Mercredi dernier, je me suis entretenu avec Gilles Gravier, “Chief Technical Strategist for Security” de Sun, au sujet de l’initiative Open Media Commons pour une plateforme d’interopérabilité des DRM basée sur le projet Dream. Aurélien s’interrogeait sur le manque d’activité autour de cette initiative.

Selon Gilles Gravier, Dream a pour objet de lier un droit d’utilisation sur un contenu numérique à une personne plutôt qu’à un support ou à un appareil. Pour lui, l’interopérabilité doit d’abord répondre à un besoin : pouvoir exercer un droit d’accès légitime à un contenu avec n’importe quel terminal. Et d’expliquer que Dream, même si l’on l’évoque aujourd’hui dans le contexte du débat sur le projet de loi relatif aux DADVSI, n’a pas vocation à se limiter au seul cas du multimédia. Pour Gilles Gravier, le débat sur les DRM va bien au-delà et touche les applications professionnelles. Il m’a notamment cité en exemple la question de l’accès au contenu d’un dossier médical. En fait, pour les lui, les applications les plus lucratives des DRM concernent des secteurs d’activité spécifiques comme la médecine, les assurances, le militaire.
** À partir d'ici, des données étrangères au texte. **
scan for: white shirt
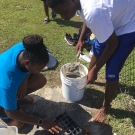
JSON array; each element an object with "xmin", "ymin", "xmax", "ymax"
[{"xmin": 79, "ymin": 0, "xmax": 135, "ymax": 43}]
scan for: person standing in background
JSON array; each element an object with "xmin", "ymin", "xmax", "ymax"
[{"xmin": 42, "ymin": 0, "xmax": 56, "ymax": 24}]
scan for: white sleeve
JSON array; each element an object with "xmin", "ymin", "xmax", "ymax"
[{"xmin": 86, "ymin": 14, "xmax": 114, "ymax": 43}]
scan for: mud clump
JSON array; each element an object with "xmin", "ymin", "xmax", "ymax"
[{"xmin": 62, "ymin": 62, "xmax": 85, "ymax": 78}]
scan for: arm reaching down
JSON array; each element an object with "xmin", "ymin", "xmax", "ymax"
[{"xmin": 87, "ymin": 32, "xmax": 119, "ymax": 83}]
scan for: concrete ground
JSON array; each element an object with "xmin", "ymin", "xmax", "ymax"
[{"xmin": 0, "ymin": 86, "xmax": 113, "ymax": 135}]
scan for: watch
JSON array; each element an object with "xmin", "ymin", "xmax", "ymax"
[{"xmin": 37, "ymin": 119, "xmax": 43, "ymax": 128}]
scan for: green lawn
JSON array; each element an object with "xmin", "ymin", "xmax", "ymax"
[{"xmin": 0, "ymin": 0, "xmax": 135, "ymax": 134}]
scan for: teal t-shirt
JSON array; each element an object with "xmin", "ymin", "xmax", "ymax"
[{"xmin": 0, "ymin": 42, "xmax": 28, "ymax": 110}]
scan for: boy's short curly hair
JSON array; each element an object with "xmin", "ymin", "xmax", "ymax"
[
  {"xmin": 46, "ymin": 0, "xmax": 65, "ymax": 8},
  {"xmin": 22, "ymin": 34, "xmax": 49, "ymax": 65}
]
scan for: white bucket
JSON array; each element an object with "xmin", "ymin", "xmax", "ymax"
[
  {"xmin": 60, "ymin": 63, "xmax": 88, "ymax": 102},
  {"xmin": 0, "ymin": 126, "xmax": 18, "ymax": 135}
]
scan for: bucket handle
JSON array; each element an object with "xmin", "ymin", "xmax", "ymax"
[
  {"xmin": 60, "ymin": 71, "xmax": 86, "ymax": 90},
  {"xmin": 63, "ymin": 77, "xmax": 86, "ymax": 90},
  {"xmin": 71, "ymin": 83, "xmax": 86, "ymax": 90}
]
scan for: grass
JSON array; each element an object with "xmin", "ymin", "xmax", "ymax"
[{"xmin": 0, "ymin": 0, "xmax": 135, "ymax": 134}]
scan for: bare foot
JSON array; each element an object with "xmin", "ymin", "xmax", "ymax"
[
  {"xmin": 92, "ymin": 106, "xmax": 110, "ymax": 123},
  {"xmin": 18, "ymin": 95, "xmax": 36, "ymax": 105}
]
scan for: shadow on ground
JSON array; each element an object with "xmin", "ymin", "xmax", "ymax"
[
  {"xmin": 117, "ymin": 84, "xmax": 135, "ymax": 99},
  {"xmin": 18, "ymin": 94, "xmax": 113, "ymax": 135},
  {"xmin": 80, "ymin": 87, "xmax": 105, "ymax": 109},
  {"xmin": 93, "ymin": 81, "xmax": 105, "ymax": 87},
  {"xmin": 52, "ymin": 18, "xmax": 83, "ymax": 28},
  {"xmin": 110, "ymin": 108, "xmax": 135, "ymax": 128}
]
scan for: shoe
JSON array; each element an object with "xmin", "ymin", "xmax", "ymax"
[
  {"xmin": 42, "ymin": 49, "xmax": 57, "ymax": 71},
  {"xmin": 44, "ymin": 17, "xmax": 50, "ymax": 24},
  {"xmin": 52, "ymin": 11, "xmax": 56, "ymax": 19},
  {"xmin": 76, "ymin": 11, "xmax": 80, "ymax": 16},
  {"xmin": 73, "ymin": 33, "xmax": 79, "ymax": 45},
  {"xmin": 83, "ymin": 42, "xmax": 93, "ymax": 52},
  {"xmin": 89, "ymin": 50, "xmax": 93, "ymax": 57},
  {"xmin": 79, "ymin": 53, "xmax": 92, "ymax": 63},
  {"xmin": 64, "ymin": 33, "xmax": 76, "ymax": 46}
]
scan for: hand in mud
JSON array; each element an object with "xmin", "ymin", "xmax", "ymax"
[
  {"xmin": 42, "ymin": 119, "xmax": 62, "ymax": 134},
  {"xmin": 92, "ymin": 107, "xmax": 108, "ymax": 123}
]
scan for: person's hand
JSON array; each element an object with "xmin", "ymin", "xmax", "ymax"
[
  {"xmin": 87, "ymin": 68, "xmax": 98, "ymax": 84},
  {"xmin": 17, "ymin": 80, "xmax": 28, "ymax": 100},
  {"xmin": 42, "ymin": 119, "xmax": 62, "ymax": 134},
  {"xmin": 76, "ymin": 40, "xmax": 84, "ymax": 53}
]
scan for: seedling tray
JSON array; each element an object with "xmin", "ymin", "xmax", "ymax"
[{"xmin": 55, "ymin": 112, "xmax": 82, "ymax": 135}]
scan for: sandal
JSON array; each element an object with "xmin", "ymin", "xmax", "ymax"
[
  {"xmin": 79, "ymin": 53, "xmax": 91, "ymax": 63},
  {"xmin": 44, "ymin": 17, "xmax": 50, "ymax": 24},
  {"xmin": 64, "ymin": 33, "xmax": 76, "ymax": 46}
]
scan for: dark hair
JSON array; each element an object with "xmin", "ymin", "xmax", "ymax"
[
  {"xmin": 22, "ymin": 34, "xmax": 49, "ymax": 65},
  {"xmin": 46, "ymin": 0, "xmax": 65, "ymax": 8}
]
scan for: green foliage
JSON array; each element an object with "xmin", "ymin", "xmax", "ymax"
[{"xmin": 120, "ymin": 50, "xmax": 135, "ymax": 86}]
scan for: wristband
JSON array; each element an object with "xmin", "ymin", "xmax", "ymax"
[{"xmin": 37, "ymin": 119, "xmax": 43, "ymax": 128}]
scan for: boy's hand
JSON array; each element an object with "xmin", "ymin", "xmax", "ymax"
[
  {"xmin": 87, "ymin": 67, "xmax": 97, "ymax": 84},
  {"xmin": 42, "ymin": 119, "xmax": 62, "ymax": 134},
  {"xmin": 76, "ymin": 40, "xmax": 84, "ymax": 53}
]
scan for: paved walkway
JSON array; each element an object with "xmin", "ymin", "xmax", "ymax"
[{"xmin": 0, "ymin": 87, "xmax": 113, "ymax": 135}]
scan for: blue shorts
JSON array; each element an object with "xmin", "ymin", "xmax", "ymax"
[{"xmin": 92, "ymin": 32, "xmax": 135, "ymax": 81}]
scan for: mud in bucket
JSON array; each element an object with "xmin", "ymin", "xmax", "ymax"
[{"xmin": 60, "ymin": 62, "xmax": 88, "ymax": 102}]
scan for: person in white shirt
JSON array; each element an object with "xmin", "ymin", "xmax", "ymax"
[{"xmin": 46, "ymin": 0, "xmax": 135, "ymax": 123}]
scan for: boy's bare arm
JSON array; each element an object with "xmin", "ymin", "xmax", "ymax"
[
  {"xmin": 78, "ymin": 22, "xmax": 90, "ymax": 42},
  {"xmin": 5, "ymin": 109, "xmax": 61, "ymax": 133},
  {"xmin": 95, "ymin": 31, "xmax": 119, "ymax": 72},
  {"xmin": 87, "ymin": 31, "xmax": 119, "ymax": 83},
  {"xmin": 76, "ymin": 22, "xmax": 91, "ymax": 52}
]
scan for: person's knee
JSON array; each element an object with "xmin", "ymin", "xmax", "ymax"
[
  {"xmin": 27, "ymin": 73, "xmax": 47, "ymax": 90},
  {"xmin": 38, "ymin": 74, "xmax": 47, "ymax": 88}
]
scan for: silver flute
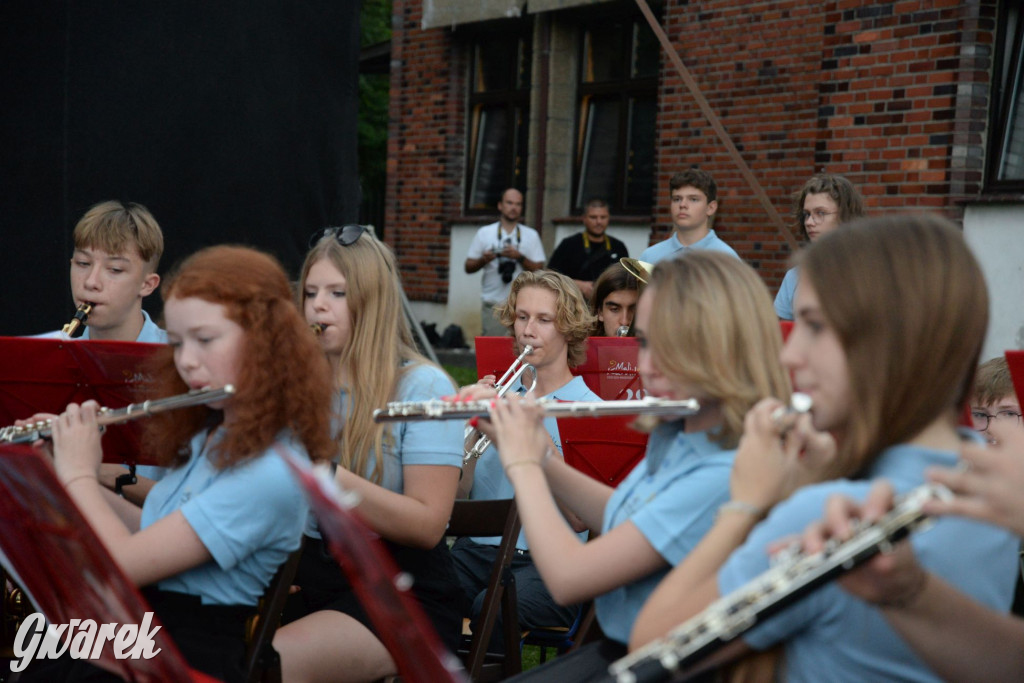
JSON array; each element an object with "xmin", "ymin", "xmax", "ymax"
[
  {"xmin": 375, "ymin": 396, "xmax": 700, "ymax": 423},
  {"xmin": 0, "ymin": 386, "xmax": 235, "ymax": 444},
  {"xmin": 601, "ymin": 482, "xmax": 953, "ymax": 683}
]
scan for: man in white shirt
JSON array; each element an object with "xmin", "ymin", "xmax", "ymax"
[{"xmin": 464, "ymin": 188, "xmax": 545, "ymax": 336}]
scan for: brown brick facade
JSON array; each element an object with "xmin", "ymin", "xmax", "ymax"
[{"xmin": 387, "ymin": 0, "xmax": 998, "ymax": 302}]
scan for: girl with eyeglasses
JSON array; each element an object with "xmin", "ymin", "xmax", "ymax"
[
  {"xmin": 969, "ymin": 356, "xmax": 1023, "ymax": 446},
  {"xmin": 774, "ymin": 173, "xmax": 865, "ymax": 321},
  {"xmin": 630, "ymin": 214, "xmax": 1019, "ymax": 682},
  {"xmin": 274, "ymin": 226, "xmax": 463, "ymax": 683},
  {"xmin": 20, "ymin": 246, "xmax": 335, "ymax": 682}
]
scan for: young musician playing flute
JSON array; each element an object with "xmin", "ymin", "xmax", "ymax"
[
  {"xmin": 629, "ymin": 214, "xmax": 1019, "ymax": 681},
  {"xmin": 274, "ymin": 226, "xmax": 464, "ymax": 683},
  {"xmin": 19, "ymin": 245, "xmax": 335, "ymax": 681},
  {"xmin": 794, "ymin": 358, "xmax": 1024, "ymax": 680},
  {"xmin": 480, "ymin": 252, "xmax": 793, "ymax": 679}
]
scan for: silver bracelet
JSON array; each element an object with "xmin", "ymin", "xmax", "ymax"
[{"xmin": 716, "ymin": 500, "xmax": 765, "ymax": 521}]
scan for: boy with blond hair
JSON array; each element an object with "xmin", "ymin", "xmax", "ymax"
[{"xmin": 39, "ymin": 200, "xmax": 166, "ymax": 342}]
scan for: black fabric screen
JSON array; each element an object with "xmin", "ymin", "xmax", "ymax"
[{"xmin": 0, "ymin": 1, "xmax": 360, "ymax": 335}]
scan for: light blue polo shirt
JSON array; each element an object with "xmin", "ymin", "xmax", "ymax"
[
  {"xmin": 36, "ymin": 309, "xmax": 168, "ymax": 344},
  {"xmin": 596, "ymin": 425, "xmax": 735, "ymax": 644},
  {"xmin": 638, "ymin": 229, "xmax": 740, "ymax": 264},
  {"xmin": 773, "ymin": 267, "xmax": 800, "ymax": 321},
  {"xmin": 305, "ymin": 363, "xmax": 461, "ymax": 538},
  {"xmin": 143, "ymin": 429, "xmax": 310, "ymax": 606},
  {"xmin": 718, "ymin": 441, "xmax": 1020, "ymax": 682},
  {"xmin": 469, "ymin": 374, "xmax": 599, "ymax": 550},
  {"xmin": 341, "ymin": 363, "xmax": 462, "ymax": 493}
]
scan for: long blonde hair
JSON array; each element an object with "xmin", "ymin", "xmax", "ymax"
[
  {"xmin": 300, "ymin": 231, "xmax": 450, "ymax": 483},
  {"xmin": 647, "ymin": 252, "xmax": 791, "ymax": 448}
]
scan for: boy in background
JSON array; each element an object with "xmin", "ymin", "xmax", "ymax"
[{"xmin": 39, "ymin": 200, "xmax": 166, "ymax": 343}]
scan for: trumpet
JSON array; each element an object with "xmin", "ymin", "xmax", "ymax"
[
  {"xmin": 462, "ymin": 345, "xmax": 537, "ymax": 463},
  {"xmin": 376, "ymin": 396, "xmax": 700, "ymax": 423},
  {"xmin": 61, "ymin": 302, "xmax": 93, "ymax": 337},
  {"xmin": 310, "ymin": 322, "xmax": 328, "ymax": 336},
  {"xmin": 0, "ymin": 386, "xmax": 235, "ymax": 445},
  {"xmin": 620, "ymin": 257, "xmax": 654, "ymax": 285}
]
Dream se positionne comme un intermédiaire qui interroge le système chargé du contrôle des droits de l’utilisateur – “Mother, may I ?”. Loin de faire l’impasse sur le point délicat du chiffrement – “souvent propriétaire ou du moins protégé” -, Gilles Gravier souligne que Dream ne descend pas à ce niveau-là de l’interopérabilité.

Le projet Open Media Commons, basé sur Dream, peut paraître actuellement en sommeil. En fait, c’est bien normal. Pour l’heure, le projet n’a hérité que de développements déjà réalisés en interne par Sun. L’atelier prévu pour les 15 et 16 mars prochains doit marquer le réellement démarrage de travaux qui seront probablement animés par un comité de pilotage. “Les choses concrètes arriveront après cet atelier”.

Au final, “Sun espère que les gens qui croient à une utilité légitime des DRM vont simpliquer dans Open Media Commons”.